Shutter speed is used to either freeze or blur action.
When photographing a young and active child, always shoot above 1/250. Young children tend to move a lot, so anything slower and the shutter will be open too long to freeze movement, resulting in blur.
To create an image of a milky smooth sea, river or waterfall, your shutter speed should be open longer to allow the movement to be blurred, anything from 1/8 up to 10” or more.
It’s advisable to use a tripod, monopod or some other form of support when shooting at slower shutter speeds. This will vary from one photographer to another. I always use some means of support below 1/80 as I have weak wrists and camera shake will affect the sharpness of my images if handheld at anything slower than 1/60.
Further reading: The Exposure Triangle – what role does shutter speed play?
Through The Lens (TTL) metering is an automated system that can be used to measure reflected light output by a flash.
With TTL metering one or more small flashes (preflashes) are emitted by the speedlight before the main flash used to light the scene. The light that returns Through The Lens is measured so that the correct amount of light can be emitted for the actual exposure.

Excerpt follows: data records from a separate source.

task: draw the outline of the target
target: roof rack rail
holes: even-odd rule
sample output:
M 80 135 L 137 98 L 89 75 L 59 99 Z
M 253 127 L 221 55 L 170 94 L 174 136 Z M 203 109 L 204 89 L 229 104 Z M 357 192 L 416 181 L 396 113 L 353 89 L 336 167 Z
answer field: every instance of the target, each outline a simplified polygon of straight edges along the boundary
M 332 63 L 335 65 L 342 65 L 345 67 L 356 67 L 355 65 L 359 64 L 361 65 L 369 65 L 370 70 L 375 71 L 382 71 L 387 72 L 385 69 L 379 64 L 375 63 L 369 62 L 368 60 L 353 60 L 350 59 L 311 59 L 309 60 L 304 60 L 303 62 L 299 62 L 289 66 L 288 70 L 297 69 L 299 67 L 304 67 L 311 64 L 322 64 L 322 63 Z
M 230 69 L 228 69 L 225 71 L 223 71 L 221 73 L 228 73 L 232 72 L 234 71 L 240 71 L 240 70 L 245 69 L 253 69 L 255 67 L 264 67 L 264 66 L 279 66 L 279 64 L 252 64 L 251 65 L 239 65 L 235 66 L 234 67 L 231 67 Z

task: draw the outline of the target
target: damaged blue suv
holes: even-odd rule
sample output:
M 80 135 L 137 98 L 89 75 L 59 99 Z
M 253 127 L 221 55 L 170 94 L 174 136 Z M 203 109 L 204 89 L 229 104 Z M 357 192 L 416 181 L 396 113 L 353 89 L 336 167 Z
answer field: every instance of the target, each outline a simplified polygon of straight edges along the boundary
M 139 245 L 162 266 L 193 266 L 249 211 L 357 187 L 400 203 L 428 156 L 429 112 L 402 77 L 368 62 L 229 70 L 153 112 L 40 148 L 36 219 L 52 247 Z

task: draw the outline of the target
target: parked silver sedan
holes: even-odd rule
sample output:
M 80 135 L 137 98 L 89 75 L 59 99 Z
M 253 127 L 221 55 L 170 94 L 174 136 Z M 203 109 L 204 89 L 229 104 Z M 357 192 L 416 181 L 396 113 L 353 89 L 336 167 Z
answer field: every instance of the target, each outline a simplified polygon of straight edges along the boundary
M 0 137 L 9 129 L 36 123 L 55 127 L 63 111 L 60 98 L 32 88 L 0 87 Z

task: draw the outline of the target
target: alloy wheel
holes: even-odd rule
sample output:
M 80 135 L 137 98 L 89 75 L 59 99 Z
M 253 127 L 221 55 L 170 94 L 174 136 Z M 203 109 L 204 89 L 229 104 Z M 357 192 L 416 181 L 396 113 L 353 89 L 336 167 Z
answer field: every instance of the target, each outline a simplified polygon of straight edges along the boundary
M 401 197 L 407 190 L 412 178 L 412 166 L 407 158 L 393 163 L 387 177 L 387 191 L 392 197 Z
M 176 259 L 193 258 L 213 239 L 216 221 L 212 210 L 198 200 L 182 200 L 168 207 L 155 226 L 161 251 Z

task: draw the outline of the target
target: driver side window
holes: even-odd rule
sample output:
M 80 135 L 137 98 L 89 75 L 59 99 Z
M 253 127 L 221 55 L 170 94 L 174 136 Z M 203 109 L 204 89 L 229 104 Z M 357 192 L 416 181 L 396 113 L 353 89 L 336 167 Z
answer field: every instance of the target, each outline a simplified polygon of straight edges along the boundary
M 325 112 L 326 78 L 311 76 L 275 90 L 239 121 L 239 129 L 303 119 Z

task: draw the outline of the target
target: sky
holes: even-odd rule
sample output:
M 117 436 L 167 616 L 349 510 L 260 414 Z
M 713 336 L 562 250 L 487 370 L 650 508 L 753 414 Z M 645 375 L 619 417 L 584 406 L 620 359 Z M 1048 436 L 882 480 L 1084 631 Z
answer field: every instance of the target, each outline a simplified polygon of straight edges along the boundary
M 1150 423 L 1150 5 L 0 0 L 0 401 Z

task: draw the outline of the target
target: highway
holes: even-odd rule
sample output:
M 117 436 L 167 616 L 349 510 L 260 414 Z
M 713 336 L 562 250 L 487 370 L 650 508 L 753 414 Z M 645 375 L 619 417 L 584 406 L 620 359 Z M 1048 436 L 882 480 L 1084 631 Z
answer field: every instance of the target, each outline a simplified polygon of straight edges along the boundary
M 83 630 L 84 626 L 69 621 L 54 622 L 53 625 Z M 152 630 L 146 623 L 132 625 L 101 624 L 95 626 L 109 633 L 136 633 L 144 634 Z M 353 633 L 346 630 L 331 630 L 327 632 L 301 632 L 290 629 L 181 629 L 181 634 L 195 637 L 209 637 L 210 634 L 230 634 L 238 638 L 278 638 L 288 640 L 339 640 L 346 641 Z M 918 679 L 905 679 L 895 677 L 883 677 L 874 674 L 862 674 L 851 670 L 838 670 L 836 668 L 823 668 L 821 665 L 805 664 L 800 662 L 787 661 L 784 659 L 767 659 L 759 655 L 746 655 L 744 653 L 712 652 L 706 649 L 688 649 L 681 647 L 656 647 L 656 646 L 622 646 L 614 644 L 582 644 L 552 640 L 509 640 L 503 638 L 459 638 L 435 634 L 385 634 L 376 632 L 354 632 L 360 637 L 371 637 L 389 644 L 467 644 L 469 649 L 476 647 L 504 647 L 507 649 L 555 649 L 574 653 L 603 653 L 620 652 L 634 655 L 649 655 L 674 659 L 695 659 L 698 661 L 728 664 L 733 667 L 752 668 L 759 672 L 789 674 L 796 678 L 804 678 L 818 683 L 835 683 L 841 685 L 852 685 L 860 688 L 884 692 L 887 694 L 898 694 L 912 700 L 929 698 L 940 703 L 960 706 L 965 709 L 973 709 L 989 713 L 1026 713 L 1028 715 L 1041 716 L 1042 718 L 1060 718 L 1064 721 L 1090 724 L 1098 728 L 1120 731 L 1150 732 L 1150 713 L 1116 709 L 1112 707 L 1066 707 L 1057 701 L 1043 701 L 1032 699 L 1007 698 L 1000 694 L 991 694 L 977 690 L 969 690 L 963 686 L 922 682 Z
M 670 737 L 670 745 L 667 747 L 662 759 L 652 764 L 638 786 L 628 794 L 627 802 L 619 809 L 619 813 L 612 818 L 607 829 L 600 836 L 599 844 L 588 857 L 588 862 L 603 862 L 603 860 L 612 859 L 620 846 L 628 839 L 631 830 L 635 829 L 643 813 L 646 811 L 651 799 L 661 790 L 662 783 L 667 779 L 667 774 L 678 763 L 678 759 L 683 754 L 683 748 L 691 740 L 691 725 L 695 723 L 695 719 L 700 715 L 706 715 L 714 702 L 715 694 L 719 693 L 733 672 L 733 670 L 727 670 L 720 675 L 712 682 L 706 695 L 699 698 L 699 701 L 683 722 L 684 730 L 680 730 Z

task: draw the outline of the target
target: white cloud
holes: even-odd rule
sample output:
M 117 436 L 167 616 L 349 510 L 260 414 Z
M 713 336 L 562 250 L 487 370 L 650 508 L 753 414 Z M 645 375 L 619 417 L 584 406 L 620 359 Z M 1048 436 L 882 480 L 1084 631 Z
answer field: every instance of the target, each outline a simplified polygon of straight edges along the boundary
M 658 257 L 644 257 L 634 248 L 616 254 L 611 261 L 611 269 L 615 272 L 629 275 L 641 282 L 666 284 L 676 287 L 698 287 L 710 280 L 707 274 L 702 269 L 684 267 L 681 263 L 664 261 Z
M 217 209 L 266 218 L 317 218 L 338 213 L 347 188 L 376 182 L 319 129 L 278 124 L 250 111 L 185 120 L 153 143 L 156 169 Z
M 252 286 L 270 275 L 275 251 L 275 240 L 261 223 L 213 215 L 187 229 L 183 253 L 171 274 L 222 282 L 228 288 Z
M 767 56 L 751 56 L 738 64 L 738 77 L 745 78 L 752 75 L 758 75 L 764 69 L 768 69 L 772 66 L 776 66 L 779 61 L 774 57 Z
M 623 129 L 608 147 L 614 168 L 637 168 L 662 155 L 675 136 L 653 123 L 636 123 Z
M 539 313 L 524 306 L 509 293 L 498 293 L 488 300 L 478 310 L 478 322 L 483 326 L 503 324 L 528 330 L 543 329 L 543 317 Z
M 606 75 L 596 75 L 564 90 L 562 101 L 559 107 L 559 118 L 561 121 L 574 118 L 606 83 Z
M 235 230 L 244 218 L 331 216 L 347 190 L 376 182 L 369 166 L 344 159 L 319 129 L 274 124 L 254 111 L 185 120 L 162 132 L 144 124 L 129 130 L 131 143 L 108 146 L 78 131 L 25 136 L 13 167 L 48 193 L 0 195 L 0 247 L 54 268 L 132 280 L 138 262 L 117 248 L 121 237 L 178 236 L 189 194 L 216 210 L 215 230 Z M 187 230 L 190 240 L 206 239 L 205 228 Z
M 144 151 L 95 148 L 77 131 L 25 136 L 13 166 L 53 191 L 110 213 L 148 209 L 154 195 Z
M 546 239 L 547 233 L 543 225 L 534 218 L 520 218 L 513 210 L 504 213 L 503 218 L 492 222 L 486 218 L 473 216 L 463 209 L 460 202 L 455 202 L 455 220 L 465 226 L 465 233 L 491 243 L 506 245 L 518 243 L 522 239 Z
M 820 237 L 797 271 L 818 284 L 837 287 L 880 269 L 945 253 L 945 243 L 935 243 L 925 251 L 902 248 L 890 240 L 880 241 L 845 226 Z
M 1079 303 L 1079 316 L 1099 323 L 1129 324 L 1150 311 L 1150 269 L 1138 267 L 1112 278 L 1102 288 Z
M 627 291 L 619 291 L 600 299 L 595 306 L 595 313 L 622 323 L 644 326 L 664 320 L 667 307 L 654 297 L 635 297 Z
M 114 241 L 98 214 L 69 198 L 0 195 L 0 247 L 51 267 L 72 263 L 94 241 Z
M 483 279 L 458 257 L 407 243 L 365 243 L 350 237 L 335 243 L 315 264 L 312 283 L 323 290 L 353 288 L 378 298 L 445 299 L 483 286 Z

This process happens so quickly that you’re not aware of the preflashes.
24. White balance
When you adjust the white balance you’re adjusting the colour temperature of the light source so that the camera sees it the same way your eyes automatically see it.
The colour temperature of light is measured in Kelvin.
Set the white balance to make an image warm or cool.
This was a lot of information to absorb. Maybe a tongue-in-cheek blog on photography slang used by togs (slang for photographers) would be a good idea?
Meanwhile, you’ll find our cheatsheet really helpful for jogging your memory. Tell us where to send it and we’ll get our glossary of photography terms over to you straight away.
There are still a number of photography terms that haven’t been covered in this guide, but you’ve got a good selection to get you started. I’ll write a further glossary of photography terms in the future.